I could talk about the psychological mechanisms of grief making us feel betrayed and abandoned and so trying to assert control over the comforting behaviors of our friends as a way of regaining a (egoic) sense of self, but that would not be really helpful here!
So, let’s have some simple tips instead for how to be a friend in times of need:
1. Call or message regularly
Especially if someone is stuck in hospital, a day can feel like a year! Every day or couple of days- even just a little “hug” meme in a Facebook message can let someone know they are not forgotten. Takes you less than a minute, but it can make a huge difference to them. I have actually even set a daily reminder on my phone at times so it takes zero memory power to make it happen!
2. It is not about me!
A friend of mine has been going through the worst time caring for her very sick husband.
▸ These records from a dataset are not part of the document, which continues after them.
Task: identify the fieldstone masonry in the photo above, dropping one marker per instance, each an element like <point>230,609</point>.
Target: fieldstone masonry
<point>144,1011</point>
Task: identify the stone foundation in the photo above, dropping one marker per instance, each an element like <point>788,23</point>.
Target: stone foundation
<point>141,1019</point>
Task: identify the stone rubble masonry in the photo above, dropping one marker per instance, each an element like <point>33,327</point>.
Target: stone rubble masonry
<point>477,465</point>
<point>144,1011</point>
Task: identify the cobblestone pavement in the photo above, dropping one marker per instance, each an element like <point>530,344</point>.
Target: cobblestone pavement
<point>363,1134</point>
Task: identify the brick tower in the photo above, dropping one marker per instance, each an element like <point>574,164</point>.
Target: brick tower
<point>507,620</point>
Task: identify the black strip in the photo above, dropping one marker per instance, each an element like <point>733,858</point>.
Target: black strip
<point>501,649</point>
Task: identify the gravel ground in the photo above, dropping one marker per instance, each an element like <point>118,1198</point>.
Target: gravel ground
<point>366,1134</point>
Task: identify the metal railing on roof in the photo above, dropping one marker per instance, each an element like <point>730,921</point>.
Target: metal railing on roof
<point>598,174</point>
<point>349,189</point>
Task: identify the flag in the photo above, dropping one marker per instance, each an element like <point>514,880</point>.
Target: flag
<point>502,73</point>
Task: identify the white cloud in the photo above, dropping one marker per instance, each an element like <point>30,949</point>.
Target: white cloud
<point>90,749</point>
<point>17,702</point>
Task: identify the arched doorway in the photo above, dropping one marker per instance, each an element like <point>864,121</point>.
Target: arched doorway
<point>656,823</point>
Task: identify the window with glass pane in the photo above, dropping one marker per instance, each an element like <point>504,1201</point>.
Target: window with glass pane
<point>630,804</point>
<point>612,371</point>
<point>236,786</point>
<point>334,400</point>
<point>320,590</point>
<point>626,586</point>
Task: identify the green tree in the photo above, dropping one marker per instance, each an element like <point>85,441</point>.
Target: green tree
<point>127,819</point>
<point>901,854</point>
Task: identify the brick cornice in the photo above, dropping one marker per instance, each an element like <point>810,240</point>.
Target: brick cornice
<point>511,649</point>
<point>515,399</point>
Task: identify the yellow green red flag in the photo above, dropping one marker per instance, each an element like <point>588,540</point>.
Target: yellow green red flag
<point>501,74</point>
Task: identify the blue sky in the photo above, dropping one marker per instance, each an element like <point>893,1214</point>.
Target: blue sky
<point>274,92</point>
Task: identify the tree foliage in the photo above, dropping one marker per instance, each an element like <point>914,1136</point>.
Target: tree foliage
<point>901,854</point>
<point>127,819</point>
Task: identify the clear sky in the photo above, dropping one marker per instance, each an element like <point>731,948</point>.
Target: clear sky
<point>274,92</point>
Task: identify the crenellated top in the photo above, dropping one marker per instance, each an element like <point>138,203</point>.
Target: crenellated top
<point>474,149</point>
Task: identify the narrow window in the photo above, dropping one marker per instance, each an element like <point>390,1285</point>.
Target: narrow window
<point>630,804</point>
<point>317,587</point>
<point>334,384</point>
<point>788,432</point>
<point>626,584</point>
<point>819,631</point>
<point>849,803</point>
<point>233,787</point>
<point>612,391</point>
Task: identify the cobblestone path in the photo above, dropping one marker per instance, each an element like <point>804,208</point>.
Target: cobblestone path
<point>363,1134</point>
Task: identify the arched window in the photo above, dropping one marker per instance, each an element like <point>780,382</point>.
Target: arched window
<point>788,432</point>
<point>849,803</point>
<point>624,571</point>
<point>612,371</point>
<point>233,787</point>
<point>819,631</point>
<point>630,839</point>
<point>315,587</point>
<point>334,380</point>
She has texted me at times saying she needs to talk and when can she call and I have advised her of when is good. I mostly leave the calling to her as I know she has sooooo much on her plate, so I figure she will call she it suits. Sometimes she says she will call tomorrow and then I don’t hear for a week. Now, I could choose to get cranky about this (and she often starts our calls with abject apologies for the delay), but when I find out that she has had 3 emergency room runs that week and her son is sick too, I remember, this is not about me.
My ego or expectations are not needed here. My motto with her is: I am here when you need me. Even if she doesn’t call, I just keep messaging her random hugs, knowing she will feel safe to call when she can.
3. Be honest
Some of my go-to lines include:
“I wish I could say something useful here, but I don’t know what to say, so I am just here for you”
“I don’t know if you want to hear this and you can tell me to shut up if not…”
“If you feel like a visitor today, I can come over. If you just want to be alone, that is fine too!”
4. Be open
I have been supporting a friend with how to talk to her 4 year old about his father’s illness and I have always encouraged her to be honest with him (at a simple level, of course). We have come up with the term “big feelings” to help him understand the overwhelming stress they are all under. Recently, I was sitting playing Lego with him and his mother said something about how he had been having “big feelings” lately and I just casually replied, “yep, big feelings suck”. Next thing I knew, I was flat on my back as this kid had just thrown his arms around my neck with so much force we were both on the floor in a huge hug. Instead of platitudes or avoidance, I just acknowledged his reality and obviously that was pretty meaningful to him!
5. Let it suck!!!
Comfort and positivity have their place when talking to friends in grief, but so does sitting in the dark places with them. Having someone acknowledge how much the situation sucks can be really important. Moving forward and seeing the good outcomes can come later.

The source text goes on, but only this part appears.